Antônio trabalha na máquina de Bráulio Oliveira, de 49 anos. O produtor rural herdou o equipamento do pai, em 1974, sendo que o produto foi adquirido pela família em 1949. O trabalho do dono e do cevador se misturam. Eles atuam juntos na colheita, transporte e desfibração do sisal.

“As máquinas que usamos são muito antigas. O problema é que os melhores técnicos não veem na região para criar uma máquina. Lá nos Estados Unidos mesmo, lá não tem sisal. Então, eles não têm como criar uma máquina, uma tecnologia para trazer para cá. E se também fizer vai vender a quem? Porquê uma máquina dessa deve ser cara”, argumenta.

‘Tecnologia’ de 40
Coordenador do Sindicato dos Trabalhadores da Agricultura Familiar (Sintraf) de Conceição do Coité, Urbano Carvalho, de 55 anos, explica que a máquina utilizada para desfibrar o sisal é a mesma operada pelos trabalhadores rurais há mais de 60 anos.

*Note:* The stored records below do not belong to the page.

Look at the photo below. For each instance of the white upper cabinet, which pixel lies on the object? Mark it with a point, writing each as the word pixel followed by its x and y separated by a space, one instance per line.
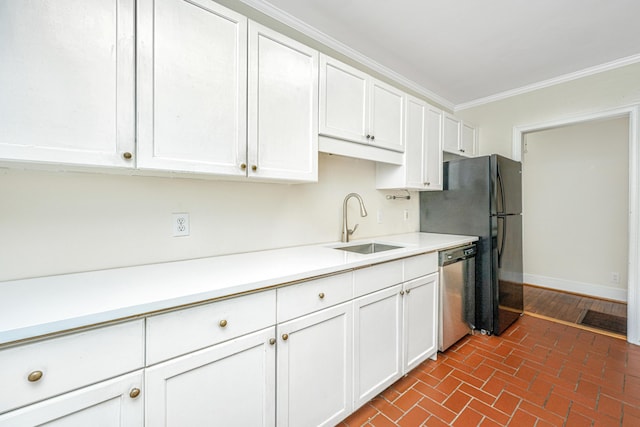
pixel 422 166
pixel 386 119
pixel 192 79
pixel 67 82
pixel 459 137
pixel 356 107
pixel 219 95
pixel 344 101
pixel 468 139
pixel 451 133
pixel 283 107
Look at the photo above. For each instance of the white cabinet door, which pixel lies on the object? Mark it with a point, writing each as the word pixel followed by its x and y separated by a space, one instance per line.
pixel 433 149
pixel 422 167
pixel 377 348
pixel 112 403
pixel 451 134
pixel 386 118
pixel 344 101
pixel 283 107
pixel 314 368
pixel 230 384
pixel 416 138
pixel 356 107
pixel 468 139
pixel 420 320
pixel 192 78
pixel 67 82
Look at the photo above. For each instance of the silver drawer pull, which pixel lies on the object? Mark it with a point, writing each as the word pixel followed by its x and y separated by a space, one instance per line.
pixel 35 376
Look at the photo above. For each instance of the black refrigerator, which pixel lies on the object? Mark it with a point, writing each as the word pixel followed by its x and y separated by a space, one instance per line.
pixel 482 196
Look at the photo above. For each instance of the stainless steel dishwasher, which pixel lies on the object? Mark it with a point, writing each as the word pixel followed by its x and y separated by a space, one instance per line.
pixel 457 294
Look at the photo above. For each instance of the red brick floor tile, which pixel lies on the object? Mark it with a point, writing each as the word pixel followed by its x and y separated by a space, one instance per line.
pixel 489 412
pixel 382 405
pixel 541 413
pixel 467 418
pixel 577 420
pixel 448 385
pixel 468 379
pixel 435 422
pixel 441 371
pixel 522 419
pixel 457 401
pixel 494 386
pixel 437 410
pixel 630 421
pixel 558 404
pixel 538 373
pixel 490 423
pixel 526 373
pixel 507 403
pixel 381 421
pixel 430 392
pixel 407 400
pixel 414 417
pixel 483 372
pixel 476 393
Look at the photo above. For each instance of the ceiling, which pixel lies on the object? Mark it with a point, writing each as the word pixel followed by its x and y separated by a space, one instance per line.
pixel 465 51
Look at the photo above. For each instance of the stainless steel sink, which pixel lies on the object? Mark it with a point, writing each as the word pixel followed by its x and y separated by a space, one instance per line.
pixel 368 248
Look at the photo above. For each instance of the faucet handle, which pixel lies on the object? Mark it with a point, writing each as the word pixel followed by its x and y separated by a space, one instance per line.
pixel 355 227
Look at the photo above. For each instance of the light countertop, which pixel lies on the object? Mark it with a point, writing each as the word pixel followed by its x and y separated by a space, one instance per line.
pixel 34 307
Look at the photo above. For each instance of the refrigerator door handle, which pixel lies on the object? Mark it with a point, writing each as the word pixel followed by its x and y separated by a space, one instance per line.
pixel 500 190
pixel 503 226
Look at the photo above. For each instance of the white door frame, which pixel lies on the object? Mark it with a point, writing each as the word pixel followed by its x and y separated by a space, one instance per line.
pixel 633 113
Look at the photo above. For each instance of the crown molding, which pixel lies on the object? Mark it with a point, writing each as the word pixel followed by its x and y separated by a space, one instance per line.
pixel 550 82
pixel 306 29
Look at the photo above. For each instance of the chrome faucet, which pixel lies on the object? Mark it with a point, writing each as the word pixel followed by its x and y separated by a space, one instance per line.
pixel 363 212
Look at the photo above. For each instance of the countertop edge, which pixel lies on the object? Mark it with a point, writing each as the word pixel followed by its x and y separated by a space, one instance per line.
pixel 58 323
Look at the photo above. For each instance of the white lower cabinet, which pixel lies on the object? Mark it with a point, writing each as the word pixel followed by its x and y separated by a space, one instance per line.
pixel 420 320
pixel 114 403
pixel 229 384
pixel 377 343
pixel 314 368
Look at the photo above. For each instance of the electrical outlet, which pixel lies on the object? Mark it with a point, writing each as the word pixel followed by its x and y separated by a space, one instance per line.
pixel 180 224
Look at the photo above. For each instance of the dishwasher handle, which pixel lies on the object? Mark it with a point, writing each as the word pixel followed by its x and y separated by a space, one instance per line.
pixel 458 254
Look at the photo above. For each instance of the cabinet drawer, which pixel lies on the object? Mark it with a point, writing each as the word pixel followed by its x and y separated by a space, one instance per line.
pixel 420 265
pixel 307 297
pixel 377 277
pixel 68 362
pixel 184 331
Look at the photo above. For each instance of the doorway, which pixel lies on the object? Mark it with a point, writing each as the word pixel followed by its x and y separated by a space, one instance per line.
pixel 561 260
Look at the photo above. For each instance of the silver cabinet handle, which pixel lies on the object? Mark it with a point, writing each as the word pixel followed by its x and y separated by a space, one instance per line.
pixel 35 376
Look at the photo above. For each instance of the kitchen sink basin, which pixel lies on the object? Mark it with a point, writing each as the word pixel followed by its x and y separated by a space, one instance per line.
pixel 368 248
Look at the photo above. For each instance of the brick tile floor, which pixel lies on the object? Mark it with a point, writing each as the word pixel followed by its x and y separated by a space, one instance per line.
pixel 538 373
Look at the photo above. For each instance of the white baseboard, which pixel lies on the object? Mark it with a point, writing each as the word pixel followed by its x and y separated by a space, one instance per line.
pixel 590 289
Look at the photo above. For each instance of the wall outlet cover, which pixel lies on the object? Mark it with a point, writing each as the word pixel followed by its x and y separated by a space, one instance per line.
pixel 180 223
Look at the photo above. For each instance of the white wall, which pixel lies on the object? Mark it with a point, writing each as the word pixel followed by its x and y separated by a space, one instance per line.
pixel 575 202
pixel 607 90
pixel 62 222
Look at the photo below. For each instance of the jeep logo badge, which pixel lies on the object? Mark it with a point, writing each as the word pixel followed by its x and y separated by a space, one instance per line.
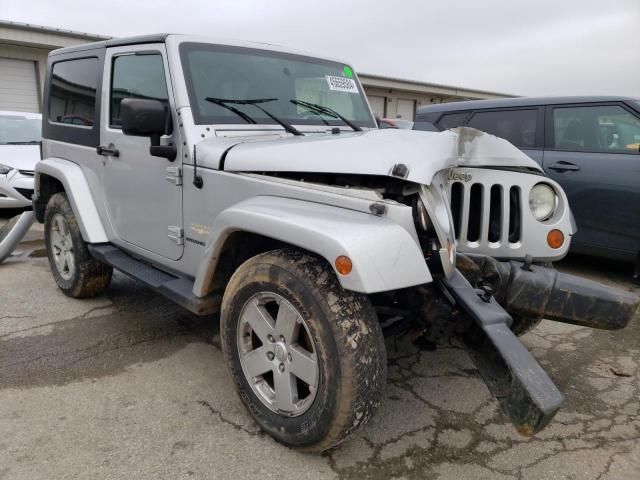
pixel 459 176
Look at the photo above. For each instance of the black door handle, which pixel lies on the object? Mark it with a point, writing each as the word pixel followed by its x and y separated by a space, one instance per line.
pixel 109 151
pixel 564 167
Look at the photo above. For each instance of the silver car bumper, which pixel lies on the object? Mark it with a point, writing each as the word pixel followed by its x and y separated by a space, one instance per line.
pixel 16 189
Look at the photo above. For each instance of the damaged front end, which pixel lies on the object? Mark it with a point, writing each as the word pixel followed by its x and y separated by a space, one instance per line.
pixel 496 294
pixel 483 302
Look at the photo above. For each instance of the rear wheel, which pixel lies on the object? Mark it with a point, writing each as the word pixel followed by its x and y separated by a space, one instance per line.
pixel 75 271
pixel 307 356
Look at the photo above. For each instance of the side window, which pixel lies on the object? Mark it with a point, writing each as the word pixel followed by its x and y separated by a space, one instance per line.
pixel 452 120
pixel 605 128
pixel 136 76
pixel 516 126
pixel 72 98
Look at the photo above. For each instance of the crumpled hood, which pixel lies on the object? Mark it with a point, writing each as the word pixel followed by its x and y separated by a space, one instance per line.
pixel 373 152
pixel 21 157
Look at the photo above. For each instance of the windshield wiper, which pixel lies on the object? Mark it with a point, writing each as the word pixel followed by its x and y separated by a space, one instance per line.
pixel 240 113
pixel 255 102
pixel 327 111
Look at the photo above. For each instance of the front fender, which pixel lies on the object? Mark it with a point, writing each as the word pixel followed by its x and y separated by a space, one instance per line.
pixel 384 255
pixel 72 178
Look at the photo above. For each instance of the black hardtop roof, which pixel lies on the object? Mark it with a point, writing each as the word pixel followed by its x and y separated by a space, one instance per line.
pixel 114 42
pixel 517 102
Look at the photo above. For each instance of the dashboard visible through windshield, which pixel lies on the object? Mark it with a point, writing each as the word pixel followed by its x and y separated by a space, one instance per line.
pixel 300 90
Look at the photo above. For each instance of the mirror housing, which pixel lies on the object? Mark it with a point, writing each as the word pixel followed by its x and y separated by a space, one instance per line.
pixel 148 118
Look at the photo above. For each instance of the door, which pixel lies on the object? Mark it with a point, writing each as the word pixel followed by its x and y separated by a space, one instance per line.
pixel 142 196
pixel 406 109
pixel 592 151
pixel 18 86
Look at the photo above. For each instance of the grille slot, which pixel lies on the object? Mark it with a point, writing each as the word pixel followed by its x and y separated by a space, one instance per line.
pixel 495 214
pixel 457 197
pixel 486 214
pixel 475 212
pixel 515 219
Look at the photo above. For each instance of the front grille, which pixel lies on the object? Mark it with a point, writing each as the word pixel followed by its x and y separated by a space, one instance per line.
pixel 25 192
pixel 484 213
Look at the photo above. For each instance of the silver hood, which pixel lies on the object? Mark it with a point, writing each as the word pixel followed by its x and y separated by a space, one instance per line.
pixel 373 152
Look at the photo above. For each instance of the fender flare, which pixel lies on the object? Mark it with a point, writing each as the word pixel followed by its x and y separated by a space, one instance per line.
pixel 79 194
pixel 385 256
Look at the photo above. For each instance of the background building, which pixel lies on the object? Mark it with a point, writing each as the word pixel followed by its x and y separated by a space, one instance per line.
pixel 399 98
pixel 23 62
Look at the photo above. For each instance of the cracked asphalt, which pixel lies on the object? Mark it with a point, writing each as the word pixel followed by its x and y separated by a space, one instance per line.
pixel 129 385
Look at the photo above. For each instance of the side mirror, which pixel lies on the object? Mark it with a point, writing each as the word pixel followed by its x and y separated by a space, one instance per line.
pixel 148 118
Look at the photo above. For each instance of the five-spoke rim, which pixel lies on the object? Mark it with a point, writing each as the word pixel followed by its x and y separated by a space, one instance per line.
pixel 62 247
pixel 277 354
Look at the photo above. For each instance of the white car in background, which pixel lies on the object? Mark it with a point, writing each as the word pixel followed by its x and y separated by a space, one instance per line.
pixel 20 136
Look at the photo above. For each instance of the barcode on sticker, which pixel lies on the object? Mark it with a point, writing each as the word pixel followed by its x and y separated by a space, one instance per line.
pixel 342 84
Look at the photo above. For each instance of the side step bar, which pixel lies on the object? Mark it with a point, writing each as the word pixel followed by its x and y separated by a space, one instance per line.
pixel 525 392
pixel 13 232
pixel 176 288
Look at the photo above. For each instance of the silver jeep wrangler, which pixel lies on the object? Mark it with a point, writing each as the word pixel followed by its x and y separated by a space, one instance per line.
pixel 252 181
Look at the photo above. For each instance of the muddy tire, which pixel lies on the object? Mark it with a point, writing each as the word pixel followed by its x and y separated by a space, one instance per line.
pixel 522 325
pixel 76 272
pixel 308 357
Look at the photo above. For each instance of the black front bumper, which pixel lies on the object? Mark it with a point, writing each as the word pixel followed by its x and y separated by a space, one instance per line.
pixel 525 392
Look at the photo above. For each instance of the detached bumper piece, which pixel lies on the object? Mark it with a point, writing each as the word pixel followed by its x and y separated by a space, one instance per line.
pixel 525 392
pixel 537 292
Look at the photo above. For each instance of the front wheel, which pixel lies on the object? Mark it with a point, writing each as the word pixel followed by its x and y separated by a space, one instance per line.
pixel 308 357
pixel 75 271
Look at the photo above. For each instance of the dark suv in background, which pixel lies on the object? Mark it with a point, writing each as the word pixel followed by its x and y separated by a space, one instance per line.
pixel 590 145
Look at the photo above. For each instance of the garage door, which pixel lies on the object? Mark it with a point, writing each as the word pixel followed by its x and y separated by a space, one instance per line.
pixel 377 105
pixel 18 86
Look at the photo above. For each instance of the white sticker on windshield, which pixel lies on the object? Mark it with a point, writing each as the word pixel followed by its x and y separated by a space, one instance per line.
pixel 342 84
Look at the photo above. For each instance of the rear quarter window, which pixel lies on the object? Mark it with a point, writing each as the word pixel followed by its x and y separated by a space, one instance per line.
pixel 452 120
pixel 518 127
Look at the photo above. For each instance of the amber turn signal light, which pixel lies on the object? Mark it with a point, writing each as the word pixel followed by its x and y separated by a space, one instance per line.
pixel 555 238
pixel 344 265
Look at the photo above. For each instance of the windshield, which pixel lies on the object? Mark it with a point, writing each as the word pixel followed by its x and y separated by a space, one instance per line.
pixel 16 129
pixel 238 74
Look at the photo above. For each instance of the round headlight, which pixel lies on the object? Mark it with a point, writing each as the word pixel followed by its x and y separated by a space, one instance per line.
pixel 542 201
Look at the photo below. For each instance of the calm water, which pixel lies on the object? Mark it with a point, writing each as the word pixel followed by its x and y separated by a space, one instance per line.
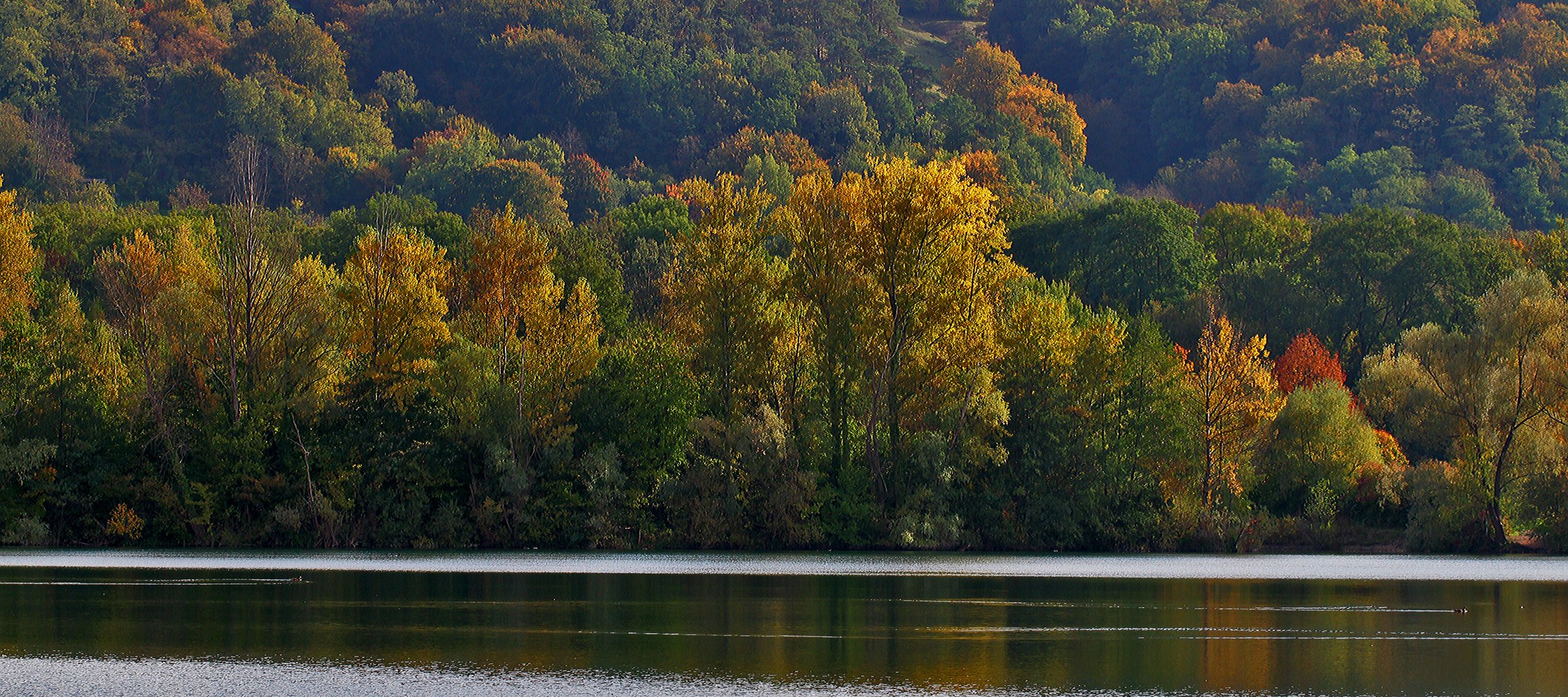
pixel 564 624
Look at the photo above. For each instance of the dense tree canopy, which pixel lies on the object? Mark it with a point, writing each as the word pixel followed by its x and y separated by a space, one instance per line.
pixel 841 274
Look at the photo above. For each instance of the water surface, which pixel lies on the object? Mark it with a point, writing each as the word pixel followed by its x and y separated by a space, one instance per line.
pixel 292 624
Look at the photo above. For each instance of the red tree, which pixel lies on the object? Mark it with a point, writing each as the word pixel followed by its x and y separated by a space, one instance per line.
pixel 1305 364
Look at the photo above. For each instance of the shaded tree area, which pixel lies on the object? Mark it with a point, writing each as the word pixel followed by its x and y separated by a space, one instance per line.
pixel 1448 108
pixel 756 276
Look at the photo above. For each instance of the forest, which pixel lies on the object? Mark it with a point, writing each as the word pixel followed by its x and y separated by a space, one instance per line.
pixel 1015 274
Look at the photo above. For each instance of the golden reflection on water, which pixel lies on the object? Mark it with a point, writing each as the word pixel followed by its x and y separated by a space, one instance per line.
pixel 918 632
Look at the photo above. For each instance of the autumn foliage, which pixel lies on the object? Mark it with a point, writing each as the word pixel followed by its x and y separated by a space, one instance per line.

Ele detalha que a segunda etapa de beneficiamento da planta – quando é feita a seleção da fibra nas batedeiras industriais-, já evoluiu bastante. Antes, os fardos eram carregados nos ombros. Hoje, há elevadores que sustentam a produção. “Apesar disso, nada evoluiu no setor primário. Nada mudou na vida do pequeno produtor. São mais de seis décadas utilizando a mesma máquina”, critica.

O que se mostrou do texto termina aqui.